“If—they enter—you will remember your promise?”

He held out his arms, and she slipped into them, and for a moment their lips met. He was almost sobbing when he answered.

“I’ll remember.”

“You’ll not let them take me alive?”

“Never that, señorita! I wish we might face a different future. I am just beginning to find life worth the living,” he said. “But at least I can die knowing your heart is mine.”

Hostiles in the tunnel were still battering against the wall, trying to gain entrance. The caballero had been watching there carefully, yet found no cause for alarm. One shot had come through the crack, but it was an easy matter to stand in such part of the chapel that no bullet could reach them.

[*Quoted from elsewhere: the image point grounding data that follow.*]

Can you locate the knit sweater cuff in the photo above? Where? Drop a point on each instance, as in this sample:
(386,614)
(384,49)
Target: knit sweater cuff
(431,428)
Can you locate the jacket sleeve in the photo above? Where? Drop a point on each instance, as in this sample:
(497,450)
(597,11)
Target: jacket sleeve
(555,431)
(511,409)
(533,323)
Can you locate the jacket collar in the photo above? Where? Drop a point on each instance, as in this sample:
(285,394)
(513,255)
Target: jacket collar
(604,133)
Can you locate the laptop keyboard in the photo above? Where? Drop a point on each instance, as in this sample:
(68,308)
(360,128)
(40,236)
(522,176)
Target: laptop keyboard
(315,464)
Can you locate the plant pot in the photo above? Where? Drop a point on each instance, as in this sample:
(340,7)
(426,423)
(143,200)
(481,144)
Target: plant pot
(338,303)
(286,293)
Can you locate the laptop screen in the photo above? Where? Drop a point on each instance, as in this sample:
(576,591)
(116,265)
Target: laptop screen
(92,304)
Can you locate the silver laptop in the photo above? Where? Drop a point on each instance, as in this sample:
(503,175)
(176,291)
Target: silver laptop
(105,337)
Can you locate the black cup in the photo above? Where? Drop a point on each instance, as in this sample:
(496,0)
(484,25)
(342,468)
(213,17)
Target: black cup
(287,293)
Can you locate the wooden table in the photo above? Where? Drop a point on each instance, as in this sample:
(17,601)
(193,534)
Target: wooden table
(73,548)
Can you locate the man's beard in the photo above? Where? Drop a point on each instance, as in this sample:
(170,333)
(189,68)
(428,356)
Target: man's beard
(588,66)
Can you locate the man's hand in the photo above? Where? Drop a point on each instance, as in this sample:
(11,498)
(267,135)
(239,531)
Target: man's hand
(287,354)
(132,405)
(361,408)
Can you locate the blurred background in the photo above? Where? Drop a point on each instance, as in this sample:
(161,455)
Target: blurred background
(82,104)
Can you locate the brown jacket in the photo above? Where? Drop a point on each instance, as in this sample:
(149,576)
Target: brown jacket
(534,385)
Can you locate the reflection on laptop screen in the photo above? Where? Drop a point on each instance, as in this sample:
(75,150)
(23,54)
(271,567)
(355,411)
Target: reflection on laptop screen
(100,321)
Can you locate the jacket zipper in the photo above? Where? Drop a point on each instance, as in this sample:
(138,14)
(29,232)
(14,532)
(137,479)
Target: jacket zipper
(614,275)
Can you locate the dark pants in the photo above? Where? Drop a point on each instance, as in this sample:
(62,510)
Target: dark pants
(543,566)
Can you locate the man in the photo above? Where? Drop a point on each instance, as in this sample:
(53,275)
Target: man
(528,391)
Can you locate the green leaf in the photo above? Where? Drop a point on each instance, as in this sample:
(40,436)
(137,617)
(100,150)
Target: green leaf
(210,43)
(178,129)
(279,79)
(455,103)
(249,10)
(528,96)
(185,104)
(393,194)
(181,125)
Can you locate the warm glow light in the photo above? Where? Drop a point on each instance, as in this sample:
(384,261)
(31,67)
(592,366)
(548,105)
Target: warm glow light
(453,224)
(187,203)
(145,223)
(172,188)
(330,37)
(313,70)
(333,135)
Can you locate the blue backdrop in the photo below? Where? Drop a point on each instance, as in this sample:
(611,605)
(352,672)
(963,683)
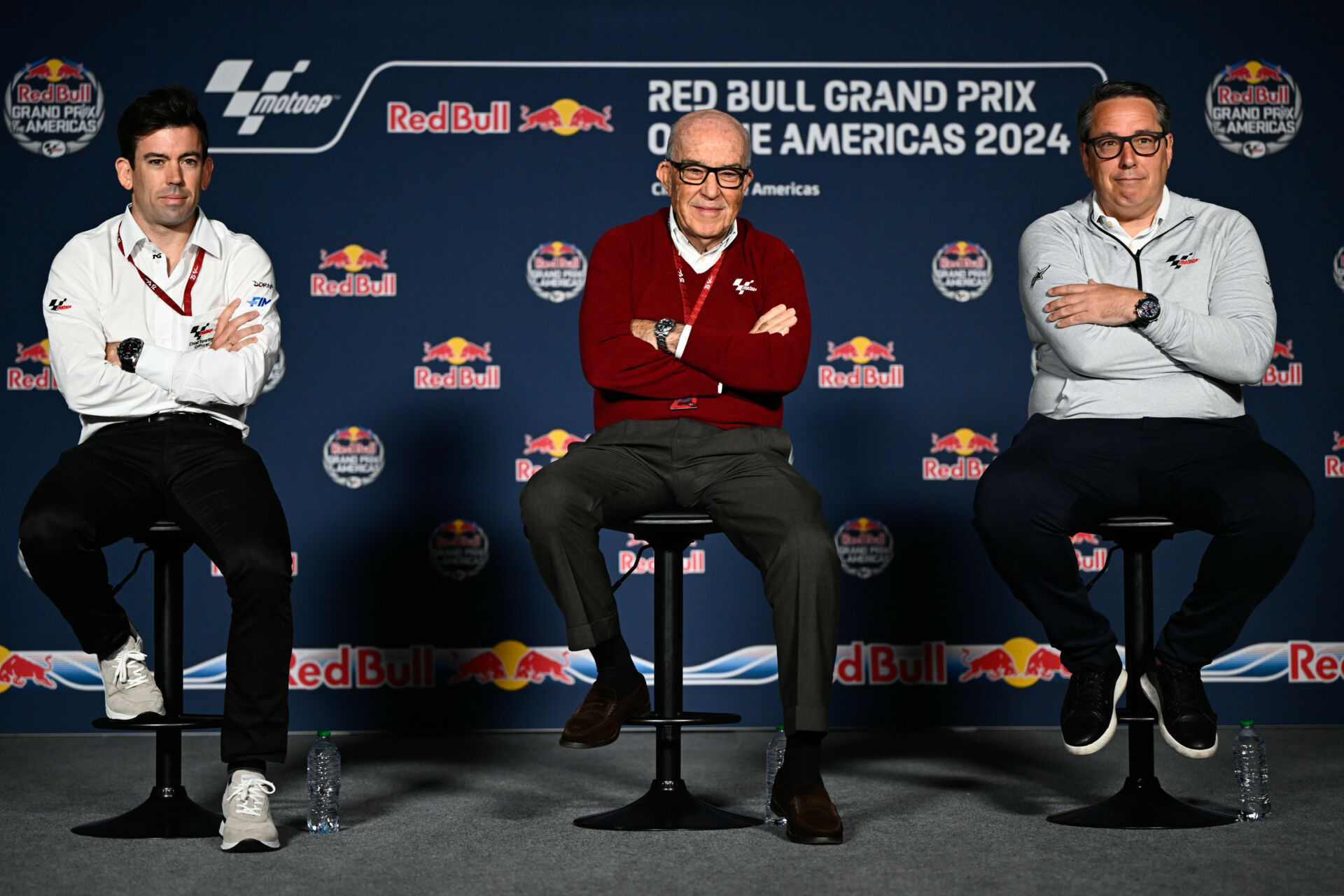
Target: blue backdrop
(429,181)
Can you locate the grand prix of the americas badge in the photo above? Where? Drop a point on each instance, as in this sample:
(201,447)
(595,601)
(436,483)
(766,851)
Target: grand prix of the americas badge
(54,106)
(1253,108)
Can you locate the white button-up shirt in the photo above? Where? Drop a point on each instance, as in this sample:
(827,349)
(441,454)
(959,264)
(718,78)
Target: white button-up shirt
(94,298)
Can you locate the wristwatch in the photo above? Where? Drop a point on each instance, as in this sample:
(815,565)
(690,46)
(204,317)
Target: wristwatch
(662,330)
(128,352)
(1147,309)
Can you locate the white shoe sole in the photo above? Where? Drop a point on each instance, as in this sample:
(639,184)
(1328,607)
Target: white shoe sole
(246,844)
(1151,691)
(1110,729)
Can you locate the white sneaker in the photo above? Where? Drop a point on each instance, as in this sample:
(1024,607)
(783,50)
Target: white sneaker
(248,827)
(127,682)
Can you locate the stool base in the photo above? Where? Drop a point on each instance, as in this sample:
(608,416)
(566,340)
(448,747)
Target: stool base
(1142,805)
(667,806)
(168,813)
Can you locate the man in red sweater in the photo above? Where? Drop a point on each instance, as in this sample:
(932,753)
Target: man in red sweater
(694,327)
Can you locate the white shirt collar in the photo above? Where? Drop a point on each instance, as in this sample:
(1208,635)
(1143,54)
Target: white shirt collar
(202,234)
(699,262)
(1163,210)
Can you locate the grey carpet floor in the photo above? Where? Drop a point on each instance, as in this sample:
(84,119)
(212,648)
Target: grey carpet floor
(925,812)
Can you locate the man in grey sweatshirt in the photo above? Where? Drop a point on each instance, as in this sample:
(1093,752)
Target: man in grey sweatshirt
(1148,311)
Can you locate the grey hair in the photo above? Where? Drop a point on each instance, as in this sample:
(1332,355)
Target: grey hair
(685,122)
(1116,90)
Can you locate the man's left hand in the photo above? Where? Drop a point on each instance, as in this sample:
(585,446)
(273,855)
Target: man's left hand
(1093,302)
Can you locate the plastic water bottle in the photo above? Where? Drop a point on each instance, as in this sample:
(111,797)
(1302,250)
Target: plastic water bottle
(773,760)
(324,785)
(1252,769)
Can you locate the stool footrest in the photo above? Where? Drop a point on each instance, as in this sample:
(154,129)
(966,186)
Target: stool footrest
(687,719)
(150,722)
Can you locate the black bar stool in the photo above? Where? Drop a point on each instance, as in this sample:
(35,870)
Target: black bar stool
(668,805)
(1142,804)
(168,812)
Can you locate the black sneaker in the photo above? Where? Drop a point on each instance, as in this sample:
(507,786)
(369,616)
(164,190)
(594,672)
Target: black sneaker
(1088,718)
(1187,722)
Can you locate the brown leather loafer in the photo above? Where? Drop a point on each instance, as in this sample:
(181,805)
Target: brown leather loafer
(597,722)
(812,816)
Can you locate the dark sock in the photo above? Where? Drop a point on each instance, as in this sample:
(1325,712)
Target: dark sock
(260,767)
(802,760)
(615,666)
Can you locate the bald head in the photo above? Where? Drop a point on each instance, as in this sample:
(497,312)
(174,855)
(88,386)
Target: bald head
(708,121)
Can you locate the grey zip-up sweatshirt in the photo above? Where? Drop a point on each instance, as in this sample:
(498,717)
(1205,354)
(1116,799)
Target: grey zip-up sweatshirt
(1215,331)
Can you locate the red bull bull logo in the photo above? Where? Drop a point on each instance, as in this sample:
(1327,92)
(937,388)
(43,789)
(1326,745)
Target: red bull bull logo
(54,106)
(565,117)
(18,671)
(449,118)
(1291,375)
(457,352)
(1253,108)
(20,381)
(555,444)
(965,444)
(860,351)
(1019,663)
(354,260)
(511,665)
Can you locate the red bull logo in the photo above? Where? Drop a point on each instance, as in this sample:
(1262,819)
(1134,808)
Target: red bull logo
(18,671)
(457,352)
(965,444)
(354,260)
(555,444)
(860,351)
(565,117)
(1019,663)
(511,665)
(449,118)
(19,381)
(1291,375)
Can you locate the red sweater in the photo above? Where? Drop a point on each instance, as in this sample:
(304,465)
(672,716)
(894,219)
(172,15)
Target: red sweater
(632,274)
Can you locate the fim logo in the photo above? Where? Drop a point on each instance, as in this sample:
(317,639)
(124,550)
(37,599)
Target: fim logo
(457,352)
(625,561)
(860,351)
(1291,375)
(886,664)
(1019,663)
(565,117)
(17,671)
(511,665)
(965,444)
(1334,463)
(556,444)
(353,260)
(19,381)
(1094,562)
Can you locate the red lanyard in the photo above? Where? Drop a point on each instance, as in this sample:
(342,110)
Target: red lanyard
(691,314)
(191,280)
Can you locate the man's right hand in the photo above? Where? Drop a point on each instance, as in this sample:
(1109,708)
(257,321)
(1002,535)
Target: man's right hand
(777,320)
(230,332)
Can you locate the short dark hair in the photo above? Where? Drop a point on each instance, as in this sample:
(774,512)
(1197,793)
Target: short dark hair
(1114,90)
(172,106)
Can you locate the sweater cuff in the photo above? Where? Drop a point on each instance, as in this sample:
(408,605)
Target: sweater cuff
(156,365)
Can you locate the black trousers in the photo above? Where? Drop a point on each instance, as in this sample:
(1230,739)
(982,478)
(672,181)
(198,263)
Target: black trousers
(202,476)
(742,480)
(1060,477)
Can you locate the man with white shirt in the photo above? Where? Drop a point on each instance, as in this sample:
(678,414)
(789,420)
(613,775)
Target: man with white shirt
(1148,312)
(694,327)
(163,330)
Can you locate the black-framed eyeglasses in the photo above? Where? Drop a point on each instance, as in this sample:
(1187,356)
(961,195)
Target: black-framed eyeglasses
(694,174)
(1145,143)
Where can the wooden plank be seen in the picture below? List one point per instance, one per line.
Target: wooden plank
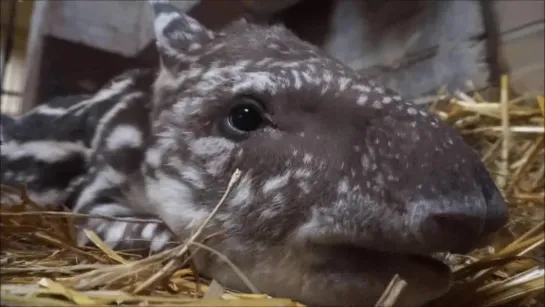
(526, 59)
(38, 26)
(513, 15)
(414, 47)
(108, 25)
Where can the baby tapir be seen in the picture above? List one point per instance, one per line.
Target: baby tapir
(343, 185)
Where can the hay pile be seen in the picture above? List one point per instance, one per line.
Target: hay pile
(41, 265)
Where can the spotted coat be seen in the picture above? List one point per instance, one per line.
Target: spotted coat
(344, 183)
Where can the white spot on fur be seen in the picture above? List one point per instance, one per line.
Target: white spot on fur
(160, 241)
(46, 151)
(115, 232)
(174, 202)
(243, 193)
(362, 100)
(149, 231)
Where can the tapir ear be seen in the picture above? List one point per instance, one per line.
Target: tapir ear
(179, 37)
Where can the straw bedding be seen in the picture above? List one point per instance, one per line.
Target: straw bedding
(40, 264)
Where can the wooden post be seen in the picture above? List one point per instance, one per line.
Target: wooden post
(38, 26)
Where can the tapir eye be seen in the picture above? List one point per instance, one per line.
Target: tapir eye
(245, 116)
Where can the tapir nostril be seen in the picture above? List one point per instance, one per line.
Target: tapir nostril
(456, 232)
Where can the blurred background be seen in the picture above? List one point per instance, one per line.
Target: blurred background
(52, 48)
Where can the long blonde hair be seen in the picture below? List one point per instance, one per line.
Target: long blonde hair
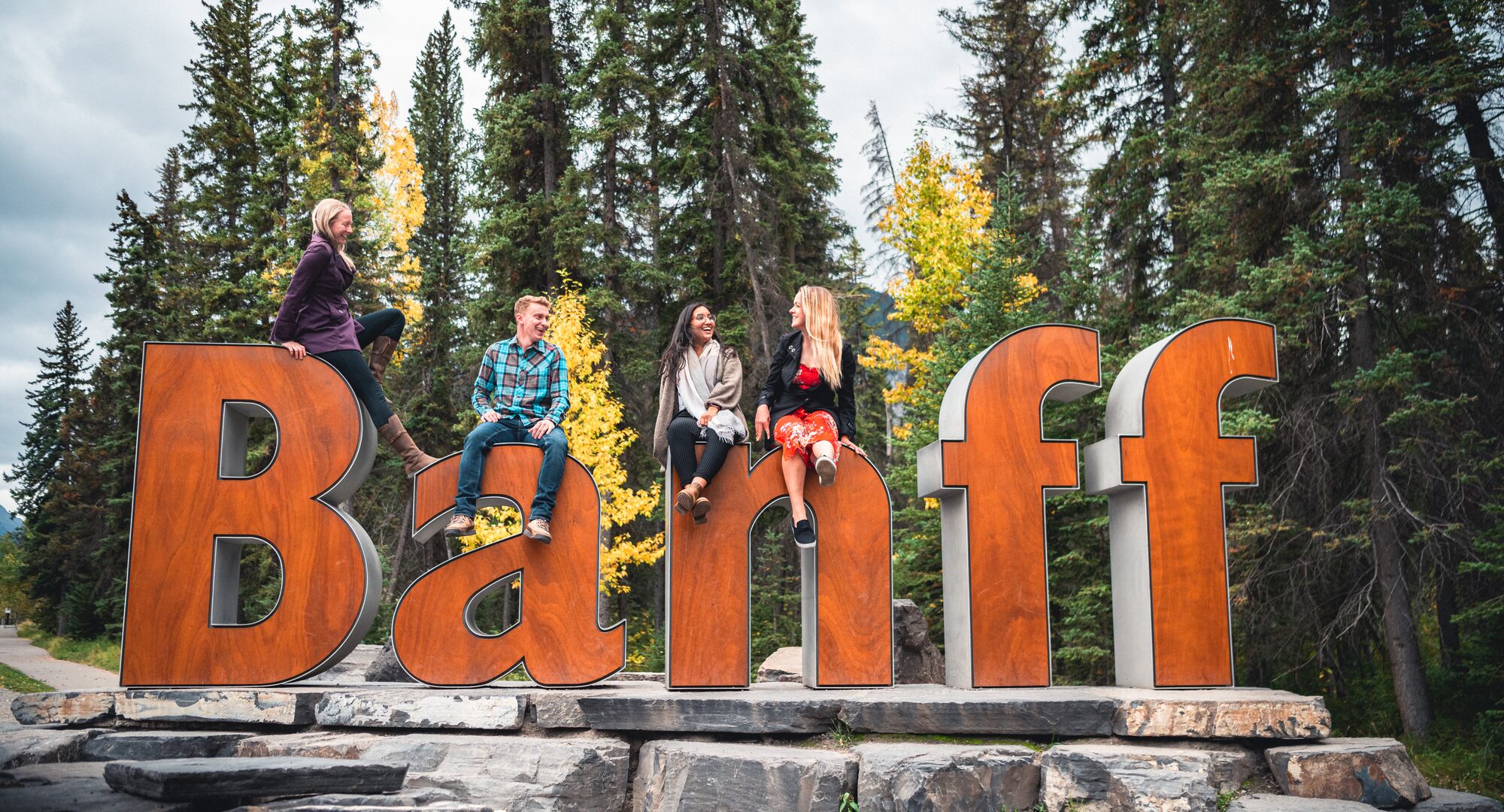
(823, 326)
(324, 214)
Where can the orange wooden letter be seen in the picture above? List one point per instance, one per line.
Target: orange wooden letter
(195, 509)
(993, 471)
(848, 607)
(1166, 465)
(559, 640)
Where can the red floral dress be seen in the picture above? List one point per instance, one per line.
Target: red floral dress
(801, 431)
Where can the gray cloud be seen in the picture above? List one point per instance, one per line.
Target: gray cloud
(92, 94)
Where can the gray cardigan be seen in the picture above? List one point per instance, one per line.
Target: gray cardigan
(727, 395)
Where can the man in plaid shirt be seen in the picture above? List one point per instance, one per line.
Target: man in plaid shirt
(521, 396)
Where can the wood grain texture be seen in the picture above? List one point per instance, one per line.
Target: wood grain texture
(711, 577)
(1184, 464)
(1007, 467)
(183, 504)
(557, 635)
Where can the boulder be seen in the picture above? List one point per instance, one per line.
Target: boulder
(1369, 771)
(41, 747)
(386, 668)
(786, 665)
(1287, 804)
(508, 772)
(475, 709)
(64, 707)
(990, 712)
(154, 745)
(1159, 778)
(923, 778)
(71, 789)
(915, 655)
(229, 706)
(1219, 714)
(1451, 801)
(712, 777)
(237, 778)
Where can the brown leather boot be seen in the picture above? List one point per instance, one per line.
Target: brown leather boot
(398, 438)
(381, 356)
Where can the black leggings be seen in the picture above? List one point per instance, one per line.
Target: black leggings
(353, 365)
(684, 432)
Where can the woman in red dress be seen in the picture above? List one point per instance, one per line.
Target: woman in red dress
(808, 402)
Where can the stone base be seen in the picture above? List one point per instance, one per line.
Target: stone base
(637, 747)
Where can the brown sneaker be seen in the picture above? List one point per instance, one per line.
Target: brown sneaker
(459, 526)
(538, 530)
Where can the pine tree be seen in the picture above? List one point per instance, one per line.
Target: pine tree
(223, 163)
(1013, 126)
(438, 133)
(58, 386)
(530, 225)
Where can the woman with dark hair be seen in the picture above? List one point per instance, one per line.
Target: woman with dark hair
(700, 395)
(315, 318)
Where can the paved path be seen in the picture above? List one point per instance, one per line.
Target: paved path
(20, 655)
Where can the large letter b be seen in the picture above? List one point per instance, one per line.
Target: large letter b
(195, 509)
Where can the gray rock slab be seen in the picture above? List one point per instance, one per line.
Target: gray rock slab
(766, 709)
(423, 798)
(154, 745)
(712, 777)
(509, 772)
(1160, 778)
(923, 778)
(476, 709)
(1451, 801)
(1219, 714)
(784, 665)
(992, 712)
(1287, 804)
(237, 778)
(41, 747)
(915, 655)
(1369, 771)
(288, 706)
(71, 789)
(65, 707)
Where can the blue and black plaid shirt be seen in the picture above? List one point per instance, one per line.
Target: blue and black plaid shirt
(524, 386)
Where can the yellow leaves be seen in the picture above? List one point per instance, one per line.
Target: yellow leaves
(939, 222)
(623, 553)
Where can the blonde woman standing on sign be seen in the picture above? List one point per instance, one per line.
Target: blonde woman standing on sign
(700, 395)
(315, 318)
(808, 402)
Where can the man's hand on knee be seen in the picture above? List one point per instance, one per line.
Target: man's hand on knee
(542, 428)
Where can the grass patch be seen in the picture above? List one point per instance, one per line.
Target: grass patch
(14, 680)
(100, 653)
(1458, 760)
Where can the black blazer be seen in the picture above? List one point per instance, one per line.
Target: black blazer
(781, 396)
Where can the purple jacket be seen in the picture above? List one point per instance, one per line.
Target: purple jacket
(315, 312)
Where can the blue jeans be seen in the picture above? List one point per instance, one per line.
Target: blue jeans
(473, 464)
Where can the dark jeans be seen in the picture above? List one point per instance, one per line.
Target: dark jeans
(473, 464)
(353, 365)
(684, 432)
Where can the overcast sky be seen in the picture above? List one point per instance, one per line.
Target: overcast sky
(91, 94)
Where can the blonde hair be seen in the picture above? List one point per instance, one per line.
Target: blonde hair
(823, 326)
(324, 214)
(526, 303)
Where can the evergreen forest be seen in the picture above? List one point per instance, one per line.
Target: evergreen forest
(1133, 166)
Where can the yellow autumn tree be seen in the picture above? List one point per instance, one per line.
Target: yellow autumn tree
(598, 440)
(939, 223)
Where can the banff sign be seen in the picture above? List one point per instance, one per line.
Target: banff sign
(1163, 462)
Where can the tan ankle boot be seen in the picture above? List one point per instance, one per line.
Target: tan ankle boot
(398, 438)
(381, 356)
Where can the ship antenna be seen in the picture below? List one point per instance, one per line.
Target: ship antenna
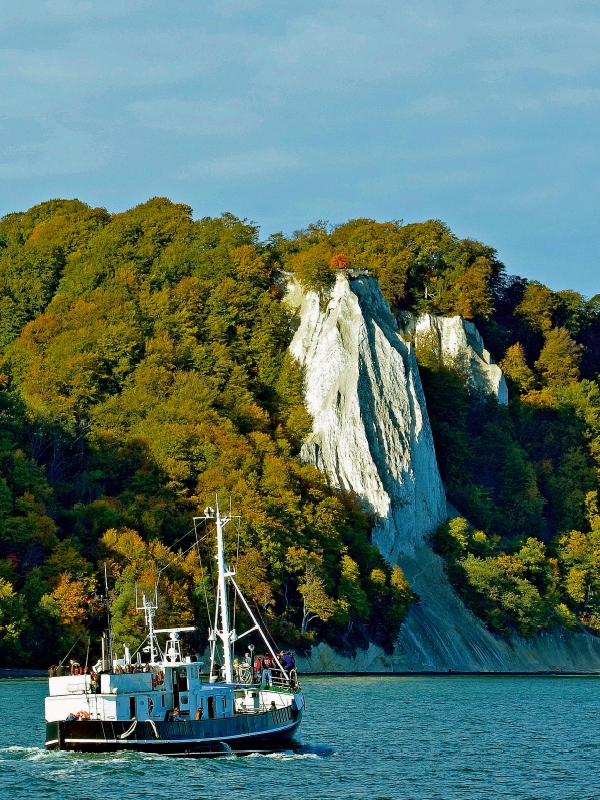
(110, 653)
(225, 633)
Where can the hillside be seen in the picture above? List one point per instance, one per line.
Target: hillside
(145, 366)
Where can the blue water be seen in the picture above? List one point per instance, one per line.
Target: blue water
(375, 738)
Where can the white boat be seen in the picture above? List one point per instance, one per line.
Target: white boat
(130, 706)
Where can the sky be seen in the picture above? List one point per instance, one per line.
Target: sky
(484, 115)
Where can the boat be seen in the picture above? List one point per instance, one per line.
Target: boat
(169, 704)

He crept to the door again and listened, Anita close behind him. The shots seemed to be scattering now, and he sensed that the Indians were preparing for the last rush. He heard the comandante shouting orders. Children were crying; the voice of a fray in prayer could be heard above the din.

Again the men in the tunnel assaulted the wall, and the caballero left the door quickly to stand in the centre of the room, pistol and sword ready in case an entrance should be made. But the barricade he had constructed against the section of masonry held despite the furious attack upon it.

In the church there was another chorus of shrieks, a volley, cries of pain and rage—for the final attack had begun. The caballero clasped Anita in his arms again, and so they waited for the end, the girl with her face against his shoulder and fingers in ears to keep out the death wails and frenzied cries.

The defenders were shouting now, in mock courage the caballero thought, going down to their deaths fighting, dying like men. Suddenly the battering at the wall ceased, and cries from the tunnel told that the Indians were retreating quickly. Word had been passed to them, he supposed, that victory was in the front, and they were eager to be in at the death. They would watch the outlets of the tunnel, of course; there could be no escape that way.